We have implemented an operating system abstraction layer to support OS in-dependency.
The underlying stack has its own memory management&control facility which holds memory blocks in a doubly linked list.
For instance ; we don't directly perform malloc/new , free/delege .Instead we call OSA layer's routines and it gets the memory from OS and puts it in a list then returns this memory to application.(routines : XXAlloc , XXFree,XXReAlloc)
And when freeing the memory we again use XXFree.
In fact this block is a struct which has
-magic numbers indication the beginning and end of memory block
-size that user requested allocated
-size in reality due to alignment issue previous and next pointers
-pointer to piece of memory given back to application. link register that shows where in the application xxAlloc is called.
With this block structure stack can check if a block is corrupted or not.
Also we have pthread library which is ported from Linux that we use to
-create/terminate threads(currently there are 22 threads)
-synchronization objects(events,mutexes..)
There is main task called by taskSpawn and later this task created other threads.
this was a description of application and its VxWorks interface.
The problem is :
one of tasks suddenly gets destroyed by VxWorks giving no information about what's wrong.
I also have a jtag debugger and it hits the VxWorks taskDestoy() routine but call stack doesn't give any information neither PC or r14.
I'm suspicious of specific routine in code where huge xxAlloc is done but problem occurs
very sporadic giving no clue that I can map it to source code.
I think OS detects and exception and performs its handling silently.
any help would be great
regards
It resolved.
I did an isolated test. Allocated 20MB with malloc and memset with 0x55 and stopped thread of my application.
And I wrote another thread which checks my 20MB if any data else than 0x55 is written.
And quess what!! some other thread which belongs other components in CPU (someone else developed them) write my allocated space.
Thanks 4 your help
If your task exits, taskDestroy() is called. If you are suspicious of huge xxAlloc, verify that the allocation code is not calling exit() when memory is exhausted. I've been bitten by this behavior in a third party OSAL before.
Sounds like you are debugging after integration; this can be a hell of a job.

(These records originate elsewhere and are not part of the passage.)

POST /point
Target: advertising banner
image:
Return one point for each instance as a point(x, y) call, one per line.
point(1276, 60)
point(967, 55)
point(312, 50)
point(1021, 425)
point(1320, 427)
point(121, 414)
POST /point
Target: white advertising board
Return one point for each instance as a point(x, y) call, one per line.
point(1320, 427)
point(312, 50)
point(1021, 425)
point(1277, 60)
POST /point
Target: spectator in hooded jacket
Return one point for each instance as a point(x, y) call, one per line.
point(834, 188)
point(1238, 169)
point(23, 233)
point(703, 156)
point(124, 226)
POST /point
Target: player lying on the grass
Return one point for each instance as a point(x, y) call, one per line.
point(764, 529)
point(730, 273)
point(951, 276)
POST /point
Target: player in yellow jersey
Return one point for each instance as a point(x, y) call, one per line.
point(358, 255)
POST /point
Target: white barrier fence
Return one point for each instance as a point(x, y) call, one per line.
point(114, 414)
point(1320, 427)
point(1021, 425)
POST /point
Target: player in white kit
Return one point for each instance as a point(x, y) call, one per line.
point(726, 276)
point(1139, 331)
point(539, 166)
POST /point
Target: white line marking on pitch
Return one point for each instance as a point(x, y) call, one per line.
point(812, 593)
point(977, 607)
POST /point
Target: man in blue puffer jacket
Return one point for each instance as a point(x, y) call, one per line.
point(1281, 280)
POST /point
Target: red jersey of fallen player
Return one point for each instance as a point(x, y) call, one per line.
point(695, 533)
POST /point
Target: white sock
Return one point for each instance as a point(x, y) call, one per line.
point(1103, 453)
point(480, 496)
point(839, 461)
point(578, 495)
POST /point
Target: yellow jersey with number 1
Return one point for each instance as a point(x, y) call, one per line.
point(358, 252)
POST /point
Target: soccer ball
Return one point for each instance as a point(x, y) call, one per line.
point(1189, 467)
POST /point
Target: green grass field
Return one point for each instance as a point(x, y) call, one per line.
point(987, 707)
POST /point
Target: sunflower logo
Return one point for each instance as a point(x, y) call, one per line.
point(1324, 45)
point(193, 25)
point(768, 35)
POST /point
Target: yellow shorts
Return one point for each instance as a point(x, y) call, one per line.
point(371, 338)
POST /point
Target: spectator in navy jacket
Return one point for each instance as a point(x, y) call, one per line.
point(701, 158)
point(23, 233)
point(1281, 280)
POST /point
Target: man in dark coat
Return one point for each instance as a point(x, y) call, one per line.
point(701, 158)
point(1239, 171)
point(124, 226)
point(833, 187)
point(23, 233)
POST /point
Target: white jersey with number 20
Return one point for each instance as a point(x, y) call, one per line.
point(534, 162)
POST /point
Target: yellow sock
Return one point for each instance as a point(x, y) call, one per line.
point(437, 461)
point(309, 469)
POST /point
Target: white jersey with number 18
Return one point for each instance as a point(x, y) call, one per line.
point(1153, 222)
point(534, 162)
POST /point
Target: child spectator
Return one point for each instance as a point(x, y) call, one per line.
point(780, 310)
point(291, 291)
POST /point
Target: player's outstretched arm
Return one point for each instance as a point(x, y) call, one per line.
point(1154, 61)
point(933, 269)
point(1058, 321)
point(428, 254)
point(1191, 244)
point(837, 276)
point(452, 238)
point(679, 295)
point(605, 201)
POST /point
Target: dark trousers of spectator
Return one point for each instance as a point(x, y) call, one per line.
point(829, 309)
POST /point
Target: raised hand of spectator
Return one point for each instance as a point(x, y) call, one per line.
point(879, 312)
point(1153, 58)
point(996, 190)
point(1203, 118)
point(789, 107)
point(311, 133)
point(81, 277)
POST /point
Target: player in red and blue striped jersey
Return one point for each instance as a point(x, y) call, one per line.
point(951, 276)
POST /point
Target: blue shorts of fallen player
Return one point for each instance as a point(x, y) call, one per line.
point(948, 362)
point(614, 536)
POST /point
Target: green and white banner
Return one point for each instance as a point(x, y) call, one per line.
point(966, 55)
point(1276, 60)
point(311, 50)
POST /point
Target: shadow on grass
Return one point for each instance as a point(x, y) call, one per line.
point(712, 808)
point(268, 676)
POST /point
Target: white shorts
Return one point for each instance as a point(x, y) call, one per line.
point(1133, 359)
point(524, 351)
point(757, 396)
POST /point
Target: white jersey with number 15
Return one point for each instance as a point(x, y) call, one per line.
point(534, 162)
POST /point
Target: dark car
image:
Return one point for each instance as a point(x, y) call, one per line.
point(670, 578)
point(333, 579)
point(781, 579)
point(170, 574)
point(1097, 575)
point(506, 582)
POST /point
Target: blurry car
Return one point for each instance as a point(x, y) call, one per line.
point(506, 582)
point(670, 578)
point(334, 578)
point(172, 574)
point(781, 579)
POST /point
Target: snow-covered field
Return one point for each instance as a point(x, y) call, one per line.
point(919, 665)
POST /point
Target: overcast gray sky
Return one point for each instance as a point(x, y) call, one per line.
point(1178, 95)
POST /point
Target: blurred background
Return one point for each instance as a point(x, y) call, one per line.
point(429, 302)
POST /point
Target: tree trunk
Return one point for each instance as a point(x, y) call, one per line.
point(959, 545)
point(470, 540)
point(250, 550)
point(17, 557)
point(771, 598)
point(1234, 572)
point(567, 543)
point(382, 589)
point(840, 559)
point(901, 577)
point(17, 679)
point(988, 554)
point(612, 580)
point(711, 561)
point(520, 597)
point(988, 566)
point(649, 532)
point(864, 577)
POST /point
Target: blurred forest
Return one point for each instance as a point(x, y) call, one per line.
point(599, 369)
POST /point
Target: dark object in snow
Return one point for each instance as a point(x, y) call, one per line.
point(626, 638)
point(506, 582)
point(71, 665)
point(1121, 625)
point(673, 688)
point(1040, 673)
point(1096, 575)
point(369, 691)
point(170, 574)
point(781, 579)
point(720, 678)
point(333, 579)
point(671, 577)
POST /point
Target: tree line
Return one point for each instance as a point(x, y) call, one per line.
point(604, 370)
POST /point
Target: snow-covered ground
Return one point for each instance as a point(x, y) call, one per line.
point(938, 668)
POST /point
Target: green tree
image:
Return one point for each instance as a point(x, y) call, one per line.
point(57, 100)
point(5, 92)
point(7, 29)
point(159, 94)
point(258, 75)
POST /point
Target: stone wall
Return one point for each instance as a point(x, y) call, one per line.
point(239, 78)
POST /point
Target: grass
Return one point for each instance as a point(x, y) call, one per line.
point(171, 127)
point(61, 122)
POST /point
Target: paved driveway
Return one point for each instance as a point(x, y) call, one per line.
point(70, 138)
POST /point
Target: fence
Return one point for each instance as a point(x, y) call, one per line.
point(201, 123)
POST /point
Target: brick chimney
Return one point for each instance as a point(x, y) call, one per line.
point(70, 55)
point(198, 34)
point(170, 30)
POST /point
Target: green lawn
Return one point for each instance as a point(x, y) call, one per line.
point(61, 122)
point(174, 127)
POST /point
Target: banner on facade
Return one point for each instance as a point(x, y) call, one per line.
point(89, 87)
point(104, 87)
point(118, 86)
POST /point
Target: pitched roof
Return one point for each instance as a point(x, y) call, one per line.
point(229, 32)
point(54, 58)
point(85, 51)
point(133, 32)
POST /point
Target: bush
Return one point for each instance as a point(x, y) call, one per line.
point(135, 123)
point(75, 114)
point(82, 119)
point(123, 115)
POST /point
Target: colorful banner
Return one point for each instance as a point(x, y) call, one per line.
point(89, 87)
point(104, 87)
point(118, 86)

I suggest breaking the problem into smaller pieces.
Process
1) you can get more insight by instrumenting the code and/or using VxWorks intrumentation (depending on which version). This allows you to get more visibility in what happens. Be sure to log everything to a file, so you move back in time from the point where the task ends. Instrumentation is a worthwile investment as it will be handy in more occasions. Interesting hooks in VxWorks: Taskhooklib
2) memory allocation/deallocation is very fundamental functionality. It would be my first candidate for thorough (unit) testing in a well-defined multi-thread environment. If you have done this and no errors are found, I'd first start to look why the tas has ended.
other possible causes
A task will also end when the work is done.. so it may be a return caused by a not-so-endless loop. Especially if it is always the same task, this would be my guess.
And some versions of VxWorks have MMU support which must be considered.